Erstaunlich ist auch die mit zahlreichen Beispielen gezeigte Fähigkeit der Krähen, im »Großstadtdschungel« vielleicht noch besser zurechtzukommen als in der Wildnis: Sie wissen, dass Häuser auch Abfall abwerfen, mit Speiseresten und Würmern, die eine zuverlässige Nahrungsquelle bilden. Auch Autobahnen scheuen sie nicht, da sie das viele Licht dort in der Nacht vor ihren Todfeinden, den Eulen schützt. Durch diese Vorliebe für Stadt und Zivilisation können allerdings auch Probleme entstehen, etwa wenn Krähen aus gestohlenen Kleiderbügeln Nester in Hochspannungsmasten bauen, was zu Stromausfällen führen kann, oder auch ganze Erntefelder zerstören. Dann müssen Menschen einschreiten, etwa indem sie mit Vogelattrappen die Tiere anlocken, die dann durch Gewehrschüsse dezimiert werden. Aber auch das Risiko wissen die Krähen oft durch ihre außerordentlichen Fähigkeiten zu umgehen: Sie können sich auf eine unheimlich genaue Art Gesichtszüge ihrer Gegner merken und warnen sich gegenseitig, wenn derselbe Schütze wieder auf der Bildfläche erscheint. Sie können sich sogar an Gesichter von Menschen erinnern, die sie zwölf Jahre zuvor gefangen oder bedroht haben, um diesen dann zielsicher aus dem Weg zu gehen.

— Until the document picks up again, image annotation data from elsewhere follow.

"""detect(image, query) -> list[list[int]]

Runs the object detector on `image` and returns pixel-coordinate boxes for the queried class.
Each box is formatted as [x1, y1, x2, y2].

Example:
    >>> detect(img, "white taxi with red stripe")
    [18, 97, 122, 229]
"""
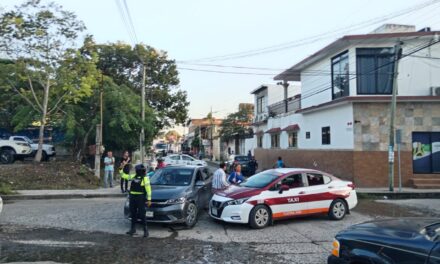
[209, 168, 357, 228]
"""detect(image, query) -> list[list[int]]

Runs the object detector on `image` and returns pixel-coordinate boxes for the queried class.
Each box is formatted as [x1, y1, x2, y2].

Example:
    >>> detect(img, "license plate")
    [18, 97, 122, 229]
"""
[145, 211, 154, 218]
[211, 208, 217, 215]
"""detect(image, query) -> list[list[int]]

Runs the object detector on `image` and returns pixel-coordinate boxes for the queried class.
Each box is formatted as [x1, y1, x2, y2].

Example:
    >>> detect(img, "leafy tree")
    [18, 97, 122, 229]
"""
[219, 108, 252, 140]
[165, 130, 182, 143]
[95, 42, 189, 131]
[0, 0, 98, 161]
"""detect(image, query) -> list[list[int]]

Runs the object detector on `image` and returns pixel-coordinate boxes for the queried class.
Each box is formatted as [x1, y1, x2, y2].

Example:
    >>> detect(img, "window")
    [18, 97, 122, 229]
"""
[257, 96, 264, 114]
[322, 127, 330, 145]
[306, 131, 310, 139]
[257, 135, 263, 148]
[356, 48, 394, 94]
[279, 174, 304, 188]
[289, 132, 298, 148]
[170, 156, 180, 160]
[270, 134, 280, 148]
[307, 173, 330, 186]
[412, 132, 440, 174]
[182, 156, 194, 161]
[331, 51, 350, 99]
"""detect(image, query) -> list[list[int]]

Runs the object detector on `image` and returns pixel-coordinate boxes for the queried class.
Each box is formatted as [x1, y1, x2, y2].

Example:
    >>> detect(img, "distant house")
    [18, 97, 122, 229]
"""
[252, 25, 440, 188]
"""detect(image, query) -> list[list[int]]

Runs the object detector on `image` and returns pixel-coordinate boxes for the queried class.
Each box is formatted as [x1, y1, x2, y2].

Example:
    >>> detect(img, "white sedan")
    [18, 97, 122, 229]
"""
[209, 168, 357, 228]
[164, 154, 207, 166]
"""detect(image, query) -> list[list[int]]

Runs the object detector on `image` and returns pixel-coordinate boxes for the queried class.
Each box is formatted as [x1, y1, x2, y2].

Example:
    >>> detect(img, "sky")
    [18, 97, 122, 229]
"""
[0, 0, 440, 118]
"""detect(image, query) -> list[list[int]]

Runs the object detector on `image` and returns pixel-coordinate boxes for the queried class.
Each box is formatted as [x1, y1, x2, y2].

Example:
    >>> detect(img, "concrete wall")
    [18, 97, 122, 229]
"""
[354, 102, 440, 151]
[255, 149, 416, 188]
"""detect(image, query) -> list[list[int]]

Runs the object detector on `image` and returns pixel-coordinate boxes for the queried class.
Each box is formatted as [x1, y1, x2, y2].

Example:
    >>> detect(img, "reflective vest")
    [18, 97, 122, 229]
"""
[119, 170, 151, 201]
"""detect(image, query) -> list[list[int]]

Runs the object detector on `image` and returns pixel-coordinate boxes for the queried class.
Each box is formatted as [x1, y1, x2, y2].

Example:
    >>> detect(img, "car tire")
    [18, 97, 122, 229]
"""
[0, 149, 15, 164]
[249, 204, 272, 229]
[328, 199, 348, 221]
[185, 203, 199, 228]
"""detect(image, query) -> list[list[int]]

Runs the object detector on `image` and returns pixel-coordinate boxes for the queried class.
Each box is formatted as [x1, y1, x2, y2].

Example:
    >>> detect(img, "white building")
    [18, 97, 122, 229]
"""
[252, 25, 440, 187]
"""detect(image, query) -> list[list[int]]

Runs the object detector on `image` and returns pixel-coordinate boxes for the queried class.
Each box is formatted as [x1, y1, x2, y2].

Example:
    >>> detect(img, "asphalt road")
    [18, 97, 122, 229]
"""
[0, 198, 434, 264]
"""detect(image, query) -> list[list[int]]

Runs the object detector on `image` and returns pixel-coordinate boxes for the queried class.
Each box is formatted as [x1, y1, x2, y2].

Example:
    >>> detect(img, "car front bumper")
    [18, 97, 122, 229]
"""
[209, 195, 254, 224]
[124, 201, 187, 224]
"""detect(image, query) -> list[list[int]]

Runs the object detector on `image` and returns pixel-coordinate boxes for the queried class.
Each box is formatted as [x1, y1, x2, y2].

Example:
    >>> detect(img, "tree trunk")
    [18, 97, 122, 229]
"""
[35, 78, 50, 162]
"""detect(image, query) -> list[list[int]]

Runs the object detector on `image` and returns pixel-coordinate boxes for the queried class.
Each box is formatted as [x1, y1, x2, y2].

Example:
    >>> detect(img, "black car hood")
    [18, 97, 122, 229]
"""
[336, 218, 440, 242]
[151, 185, 190, 201]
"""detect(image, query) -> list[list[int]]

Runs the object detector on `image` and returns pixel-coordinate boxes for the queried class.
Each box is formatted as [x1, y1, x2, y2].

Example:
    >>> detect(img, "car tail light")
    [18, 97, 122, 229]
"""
[332, 239, 341, 258]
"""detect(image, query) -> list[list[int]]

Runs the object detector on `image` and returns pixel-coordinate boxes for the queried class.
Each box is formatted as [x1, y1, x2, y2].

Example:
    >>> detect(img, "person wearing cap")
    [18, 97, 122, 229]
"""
[123, 164, 151, 237]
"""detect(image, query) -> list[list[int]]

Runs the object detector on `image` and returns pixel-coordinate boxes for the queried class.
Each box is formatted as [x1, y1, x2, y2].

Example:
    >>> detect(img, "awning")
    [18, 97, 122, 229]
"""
[266, 127, 281, 134]
[283, 124, 299, 132]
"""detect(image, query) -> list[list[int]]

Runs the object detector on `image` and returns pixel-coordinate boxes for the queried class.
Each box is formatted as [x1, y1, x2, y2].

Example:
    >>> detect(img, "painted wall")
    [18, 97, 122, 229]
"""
[263, 103, 354, 149]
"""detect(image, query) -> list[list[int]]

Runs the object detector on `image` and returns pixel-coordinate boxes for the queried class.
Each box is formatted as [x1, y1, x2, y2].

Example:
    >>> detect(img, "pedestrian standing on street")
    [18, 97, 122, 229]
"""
[228, 164, 244, 184]
[249, 156, 258, 175]
[119, 150, 131, 193]
[127, 164, 151, 237]
[156, 158, 166, 169]
[212, 162, 229, 193]
[104, 151, 115, 188]
[275, 157, 286, 168]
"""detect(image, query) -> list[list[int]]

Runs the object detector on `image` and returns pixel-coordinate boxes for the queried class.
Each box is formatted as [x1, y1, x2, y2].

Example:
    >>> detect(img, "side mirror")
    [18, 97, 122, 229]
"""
[279, 184, 290, 193]
[196, 181, 205, 187]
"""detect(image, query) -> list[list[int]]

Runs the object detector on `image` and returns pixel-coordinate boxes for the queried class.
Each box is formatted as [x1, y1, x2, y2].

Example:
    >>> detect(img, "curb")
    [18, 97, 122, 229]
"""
[356, 192, 440, 200]
[2, 193, 127, 201]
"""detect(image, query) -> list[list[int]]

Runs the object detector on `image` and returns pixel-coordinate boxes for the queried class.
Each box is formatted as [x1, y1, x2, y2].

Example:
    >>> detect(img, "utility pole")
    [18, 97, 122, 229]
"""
[388, 41, 402, 192]
[95, 73, 104, 179]
[140, 62, 147, 164]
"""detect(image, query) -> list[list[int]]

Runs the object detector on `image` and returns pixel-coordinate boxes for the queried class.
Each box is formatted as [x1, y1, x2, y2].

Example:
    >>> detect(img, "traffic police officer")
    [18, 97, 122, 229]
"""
[123, 164, 151, 237]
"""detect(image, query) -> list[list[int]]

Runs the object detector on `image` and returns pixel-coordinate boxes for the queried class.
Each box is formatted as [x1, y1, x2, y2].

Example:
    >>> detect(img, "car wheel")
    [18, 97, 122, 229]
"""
[249, 205, 272, 229]
[328, 199, 348, 220]
[0, 149, 15, 164]
[185, 203, 198, 228]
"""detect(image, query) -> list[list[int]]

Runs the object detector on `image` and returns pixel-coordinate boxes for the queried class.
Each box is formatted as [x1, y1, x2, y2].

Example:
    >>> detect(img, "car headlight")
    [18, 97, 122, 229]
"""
[332, 239, 341, 258]
[165, 197, 186, 204]
[226, 197, 249, 205]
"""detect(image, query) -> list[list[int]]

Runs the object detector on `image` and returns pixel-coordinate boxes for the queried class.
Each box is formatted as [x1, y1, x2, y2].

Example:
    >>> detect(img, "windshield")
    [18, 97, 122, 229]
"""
[235, 156, 249, 161]
[150, 168, 194, 186]
[240, 172, 278, 188]
[156, 143, 167, 149]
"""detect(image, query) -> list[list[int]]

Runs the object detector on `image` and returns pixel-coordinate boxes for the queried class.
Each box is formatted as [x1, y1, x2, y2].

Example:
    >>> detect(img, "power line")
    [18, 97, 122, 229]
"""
[178, 0, 439, 62]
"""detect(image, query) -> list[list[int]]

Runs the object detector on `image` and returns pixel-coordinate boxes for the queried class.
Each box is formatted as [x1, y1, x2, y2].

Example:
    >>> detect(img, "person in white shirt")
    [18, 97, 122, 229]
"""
[212, 162, 229, 193]
[104, 151, 115, 188]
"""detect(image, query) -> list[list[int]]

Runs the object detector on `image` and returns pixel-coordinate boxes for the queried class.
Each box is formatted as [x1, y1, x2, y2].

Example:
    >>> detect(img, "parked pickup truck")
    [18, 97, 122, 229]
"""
[9, 136, 56, 161]
[0, 138, 32, 164]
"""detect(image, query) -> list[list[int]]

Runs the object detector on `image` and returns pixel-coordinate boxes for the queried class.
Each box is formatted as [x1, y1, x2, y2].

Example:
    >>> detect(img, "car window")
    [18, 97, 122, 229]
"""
[306, 173, 324, 186]
[182, 155, 193, 161]
[150, 167, 194, 186]
[170, 155, 180, 160]
[240, 172, 279, 188]
[202, 168, 212, 180]
[196, 170, 204, 182]
[280, 174, 304, 188]
[235, 156, 249, 162]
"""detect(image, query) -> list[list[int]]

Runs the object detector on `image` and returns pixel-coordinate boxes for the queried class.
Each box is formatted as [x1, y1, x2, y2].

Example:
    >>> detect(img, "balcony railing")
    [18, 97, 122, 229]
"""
[268, 94, 301, 116]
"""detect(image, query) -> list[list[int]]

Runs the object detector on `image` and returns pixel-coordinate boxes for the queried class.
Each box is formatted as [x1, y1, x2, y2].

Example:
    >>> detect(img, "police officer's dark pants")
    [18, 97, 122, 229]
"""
[130, 194, 147, 229]
[121, 178, 128, 191]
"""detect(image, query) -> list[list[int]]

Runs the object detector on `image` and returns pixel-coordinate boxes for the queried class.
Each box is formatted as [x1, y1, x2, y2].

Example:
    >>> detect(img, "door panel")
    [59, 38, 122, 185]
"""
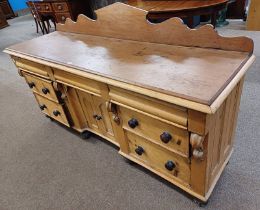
[77, 90, 115, 140]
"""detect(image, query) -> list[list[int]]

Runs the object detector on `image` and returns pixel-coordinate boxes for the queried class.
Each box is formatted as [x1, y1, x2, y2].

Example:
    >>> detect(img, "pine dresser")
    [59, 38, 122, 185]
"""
[5, 3, 255, 205]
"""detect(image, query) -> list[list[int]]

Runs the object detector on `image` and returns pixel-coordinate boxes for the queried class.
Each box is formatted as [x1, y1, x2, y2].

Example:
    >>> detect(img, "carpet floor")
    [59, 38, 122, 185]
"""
[0, 16, 260, 210]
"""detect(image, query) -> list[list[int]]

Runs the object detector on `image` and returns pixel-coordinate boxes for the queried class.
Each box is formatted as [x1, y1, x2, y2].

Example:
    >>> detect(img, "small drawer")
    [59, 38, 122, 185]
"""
[23, 73, 59, 102]
[13, 57, 50, 79]
[125, 131, 190, 183]
[109, 86, 188, 128]
[34, 2, 52, 13]
[52, 2, 69, 12]
[53, 68, 105, 96]
[55, 12, 71, 23]
[34, 93, 70, 126]
[120, 107, 189, 157]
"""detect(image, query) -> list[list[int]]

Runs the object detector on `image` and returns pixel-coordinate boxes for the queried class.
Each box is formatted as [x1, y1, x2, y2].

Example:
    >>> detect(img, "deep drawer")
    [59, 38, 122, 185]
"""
[125, 131, 190, 183]
[109, 86, 188, 128]
[34, 93, 70, 126]
[120, 107, 189, 157]
[23, 73, 59, 102]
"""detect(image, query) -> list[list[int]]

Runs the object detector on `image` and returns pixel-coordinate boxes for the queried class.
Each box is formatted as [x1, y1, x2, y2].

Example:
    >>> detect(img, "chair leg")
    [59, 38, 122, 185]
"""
[211, 12, 217, 28]
[47, 20, 51, 28]
[51, 19, 56, 31]
[37, 21, 44, 34]
[41, 20, 48, 34]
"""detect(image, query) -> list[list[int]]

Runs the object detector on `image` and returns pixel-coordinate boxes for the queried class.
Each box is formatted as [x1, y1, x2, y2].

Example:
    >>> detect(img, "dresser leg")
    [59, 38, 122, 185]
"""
[80, 131, 92, 139]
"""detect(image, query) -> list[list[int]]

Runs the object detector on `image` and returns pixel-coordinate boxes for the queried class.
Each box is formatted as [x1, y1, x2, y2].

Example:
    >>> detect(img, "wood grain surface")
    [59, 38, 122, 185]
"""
[124, 0, 228, 12]
[57, 3, 254, 53]
[8, 32, 248, 105]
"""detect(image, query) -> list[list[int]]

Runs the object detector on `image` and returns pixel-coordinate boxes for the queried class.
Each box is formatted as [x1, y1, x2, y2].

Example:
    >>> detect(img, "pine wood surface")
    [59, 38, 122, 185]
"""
[57, 3, 254, 53]
[246, 0, 260, 31]
[125, 0, 228, 12]
[6, 1, 255, 201]
[5, 32, 248, 105]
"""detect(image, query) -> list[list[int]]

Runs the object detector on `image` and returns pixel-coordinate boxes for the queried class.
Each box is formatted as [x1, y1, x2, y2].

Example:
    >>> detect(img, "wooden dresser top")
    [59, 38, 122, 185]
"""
[6, 3, 253, 105]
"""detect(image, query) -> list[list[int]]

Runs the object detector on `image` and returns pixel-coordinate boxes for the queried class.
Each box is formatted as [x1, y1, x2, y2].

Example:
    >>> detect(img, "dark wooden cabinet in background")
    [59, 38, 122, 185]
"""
[34, 0, 94, 23]
[0, 0, 15, 19]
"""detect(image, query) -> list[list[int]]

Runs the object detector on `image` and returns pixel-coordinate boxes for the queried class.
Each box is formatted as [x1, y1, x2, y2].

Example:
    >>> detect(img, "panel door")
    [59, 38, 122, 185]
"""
[78, 91, 114, 139]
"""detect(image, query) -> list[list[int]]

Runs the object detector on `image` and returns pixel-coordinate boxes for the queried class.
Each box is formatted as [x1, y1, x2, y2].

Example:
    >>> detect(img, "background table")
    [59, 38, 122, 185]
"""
[125, 0, 228, 28]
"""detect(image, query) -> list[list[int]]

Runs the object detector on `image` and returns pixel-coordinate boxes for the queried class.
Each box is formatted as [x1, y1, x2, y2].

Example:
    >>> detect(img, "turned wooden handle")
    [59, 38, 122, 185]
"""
[190, 133, 204, 159]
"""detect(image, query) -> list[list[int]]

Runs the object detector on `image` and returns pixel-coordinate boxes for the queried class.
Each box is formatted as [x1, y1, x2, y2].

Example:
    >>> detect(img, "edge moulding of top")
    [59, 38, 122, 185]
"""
[57, 2, 254, 54]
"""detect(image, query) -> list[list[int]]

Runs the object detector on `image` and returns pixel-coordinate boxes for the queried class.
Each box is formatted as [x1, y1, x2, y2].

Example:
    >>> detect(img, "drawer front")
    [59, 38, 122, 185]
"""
[34, 3, 52, 13]
[54, 69, 105, 96]
[13, 57, 50, 79]
[52, 2, 69, 12]
[125, 131, 190, 183]
[24, 73, 59, 102]
[55, 12, 71, 23]
[120, 107, 189, 157]
[34, 93, 70, 126]
[109, 86, 188, 128]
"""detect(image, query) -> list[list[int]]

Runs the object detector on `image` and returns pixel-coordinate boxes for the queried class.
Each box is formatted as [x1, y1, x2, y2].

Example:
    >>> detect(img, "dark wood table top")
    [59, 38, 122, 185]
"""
[125, 0, 228, 12]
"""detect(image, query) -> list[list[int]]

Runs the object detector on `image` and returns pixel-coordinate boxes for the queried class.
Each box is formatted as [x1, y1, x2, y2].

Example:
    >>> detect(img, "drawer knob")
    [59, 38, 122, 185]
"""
[128, 118, 139, 128]
[53, 110, 60, 117]
[165, 160, 176, 171]
[93, 114, 102, 120]
[160, 132, 172, 144]
[135, 146, 144, 155]
[40, 104, 47, 110]
[28, 82, 35, 88]
[42, 88, 50, 95]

Im Gegensatz zu uns, die wir die Krähen oft als dämonische oder unheilbringende Wesen stigmatisiert haben, gehen indigene Völker anders mit ihnen um. Sie sehen in ihnen durchaus »heilige Wesen«, Partner bei der Jagd und listig-schalkhafte »Trickser«, die man eher bewundert als schmäht. Auch in der germanischen Mythologie stecken noch Reste von solcher Wertschätzung: Der oberste Gott Odin ist nicht denkbar ohne die Raben Hugin und Munin, die dessen erweiterte Fähigkeiten von Denken und Erinnerung verkörpern, womit sie ihm in schwierigen Situationen helfen können. »Besitzt ein über uns kreisender Krähenschwarm vielleicht eine Art kollektives Wissen?«, fragt der Film am Schluss und: »Werden sie uns am Ende noch überleben?« Faszinierende Fragen, die das Geheimnis dieser wunderbaren Tiere noch grösser machen und in uns den Wunsch erzeugen, noch mehr über sie zu erfahren.